Rhapsody in Love 〜約束の場所〜
遼太郎が自分の決意を宣言すると、みのりは嬉しそうに微笑んだ。
「うん……!何でも力になるから、応援させてね!」
みのりのその微笑みと言葉は、たった今も遼太郎を力付けてくれた。なんだか、未来が明るく拓けていくような気がしてくる。
それから、みのりは我に帰るようにチラッと腕時計を確かめて、演習問題のプリントを片付け始めた。

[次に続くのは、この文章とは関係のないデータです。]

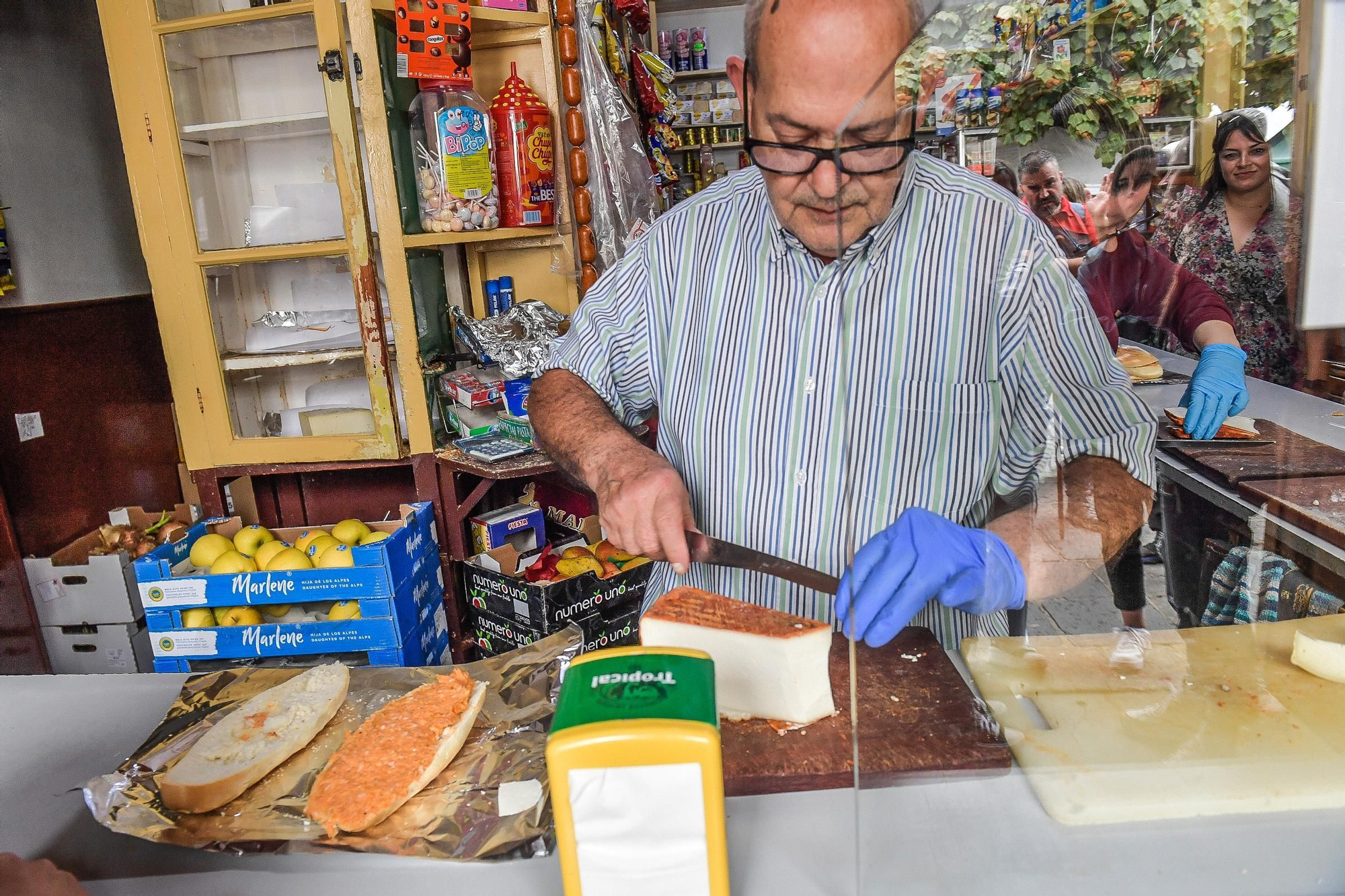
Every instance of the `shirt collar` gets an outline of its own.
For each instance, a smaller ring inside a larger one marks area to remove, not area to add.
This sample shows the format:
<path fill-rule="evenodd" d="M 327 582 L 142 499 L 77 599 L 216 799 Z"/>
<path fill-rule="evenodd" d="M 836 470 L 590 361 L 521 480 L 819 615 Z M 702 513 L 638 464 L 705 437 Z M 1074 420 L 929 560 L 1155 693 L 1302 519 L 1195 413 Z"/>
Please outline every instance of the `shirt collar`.
<path fill-rule="evenodd" d="M 924 155 L 920 152 L 911 152 L 907 155 L 907 164 L 901 172 L 901 183 L 897 184 L 897 195 L 892 202 L 892 211 L 882 222 L 869 230 L 853 244 L 850 244 L 845 253 L 842 253 L 841 260 L 849 261 L 859 254 L 868 256 L 873 246 L 885 246 L 892 239 L 892 234 L 897 229 L 897 219 L 901 217 L 901 210 L 911 200 L 913 171 L 920 167 L 917 159 Z M 760 175 L 760 171 L 757 172 Z M 780 218 L 775 214 L 775 206 L 771 204 L 771 195 L 765 191 L 765 178 L 761 178 L 760 190 L 761 202 L 765 204 L 768 221 L 772 223 L 771 227 L 771 260 L 779 261 L 790 249 L 795 249 L 802 253 L 808 253 L 807 246 L 804 246 L 798 237 L 784 229 L 780 223 Z"/>

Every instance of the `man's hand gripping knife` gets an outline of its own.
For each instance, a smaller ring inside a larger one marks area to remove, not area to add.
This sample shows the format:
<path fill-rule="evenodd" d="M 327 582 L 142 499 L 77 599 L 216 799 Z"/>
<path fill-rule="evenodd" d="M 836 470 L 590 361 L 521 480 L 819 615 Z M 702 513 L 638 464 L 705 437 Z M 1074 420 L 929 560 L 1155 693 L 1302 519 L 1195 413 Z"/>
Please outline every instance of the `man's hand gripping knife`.
<path fill-rule="evenodd" d="M 908 507 L 854 556 L 837 592 L 837 615 L 846 634 L 880 647 L 931 600 L 978 616 L 1018 609 L 1028 583 L 999 535 Z"/>

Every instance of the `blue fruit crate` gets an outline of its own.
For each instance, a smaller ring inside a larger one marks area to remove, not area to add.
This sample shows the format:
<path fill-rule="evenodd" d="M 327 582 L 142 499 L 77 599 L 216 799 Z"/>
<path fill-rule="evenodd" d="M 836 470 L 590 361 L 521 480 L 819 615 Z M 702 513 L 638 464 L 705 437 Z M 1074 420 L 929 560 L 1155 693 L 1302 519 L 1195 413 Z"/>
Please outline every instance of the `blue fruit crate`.
<path fill-rule="evenodd" d="M 155 671 L 191 671 L 199 661 L 339 652 L 367 654 L 378 666 L 426 665 L 436 650 L 443 655 L 448 619 L 438 557 L 422 560 L 391 600 L 360 600 L 360 619 L 183 628 L 180 609 L 145 613 Z"/>
<path fill-rule="evenodd" d="M 161 545 L 134 562 L 140 601 L 148 613 L 184 607 L 391 597 L 416 573 L 421 558 L 438 557 L 434 511 L 429 502 L 402 505 L 401 521 L 367 525 L 389 537 L 352 548 L 354 566 L 175 576 L 174 568 L 187 560 L 198 538 L 207 533 L 233 538 L 242 529 L 237 517 L 206 519 L 188 529 L 182 541 Z M 309 529 L 312 526 L 276 529 L 272 534 L 293 544 Z"/>

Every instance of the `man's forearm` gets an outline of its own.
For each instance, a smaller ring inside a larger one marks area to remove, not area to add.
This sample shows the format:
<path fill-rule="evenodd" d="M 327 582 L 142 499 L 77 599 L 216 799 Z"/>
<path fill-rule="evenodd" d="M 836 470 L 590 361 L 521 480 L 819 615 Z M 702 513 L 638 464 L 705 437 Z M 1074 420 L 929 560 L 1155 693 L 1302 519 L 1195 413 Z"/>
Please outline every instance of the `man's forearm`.
<path fill-rule="evenodd" d="M 1149 486 L 1110 457 L 1079 457 L 1041 484 L 1037 499 L 994 519 L 1022 562 L 1028 600 L 1054 597 L 1111 560 L 1145 523 Z"/>
<path fill-rule="evenodd" d="M 529 394 L 529 418 L 541 448 L 561 470 L 597 491 L 621 455 L 647 451 L 580 377 L 549 370 Z"/>

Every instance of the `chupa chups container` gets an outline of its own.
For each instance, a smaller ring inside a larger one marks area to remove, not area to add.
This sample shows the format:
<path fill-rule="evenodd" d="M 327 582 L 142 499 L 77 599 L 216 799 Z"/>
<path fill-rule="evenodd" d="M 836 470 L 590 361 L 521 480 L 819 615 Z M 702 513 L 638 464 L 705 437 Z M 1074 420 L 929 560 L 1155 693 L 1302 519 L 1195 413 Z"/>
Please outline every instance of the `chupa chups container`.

そして、気を取り直したように、いっそう明るい笑顔を向けてくれる。
「大丈夫!狩野くんならきっとなんでも出来るよ。それで、それを乗り越えられた時に、きっとなれるから!!」
みのりがさらに勇気づけるようにそう言うと、遼太郎の顔に疑問が浮かんだ。
「なれるって、何にですか?」
「いい男に。」
にっこり笑いながら、みのりはプリントを遼太郎に手渡す。
みのりの言葉に、遼太郎は目を剥いた。
「……は?いい男!?」
「そうそう、いい男。外見だけじゃなく、心が鍛えられててこそ、いい男なのよ。」
「……!」
遼太郎はどぎまぎするのを隠せず、みのりを見つめる。
「狩野くん。是非、いい男になって!期待してるからね~。」
と、最後は冗談のように、みのりは笑って手を振った。
ちょうどその時、補習が始まる予鈴が鳴る。
「さ、今日の個別指導は、これで終わり。また明日ね?」
みのりが職員室へ戻ってしまった後も、遼太郎にはいろんな想いが渦巻いて、みのりに触れられた右手が妙に熱くて……、しばらくその場を動けなかった。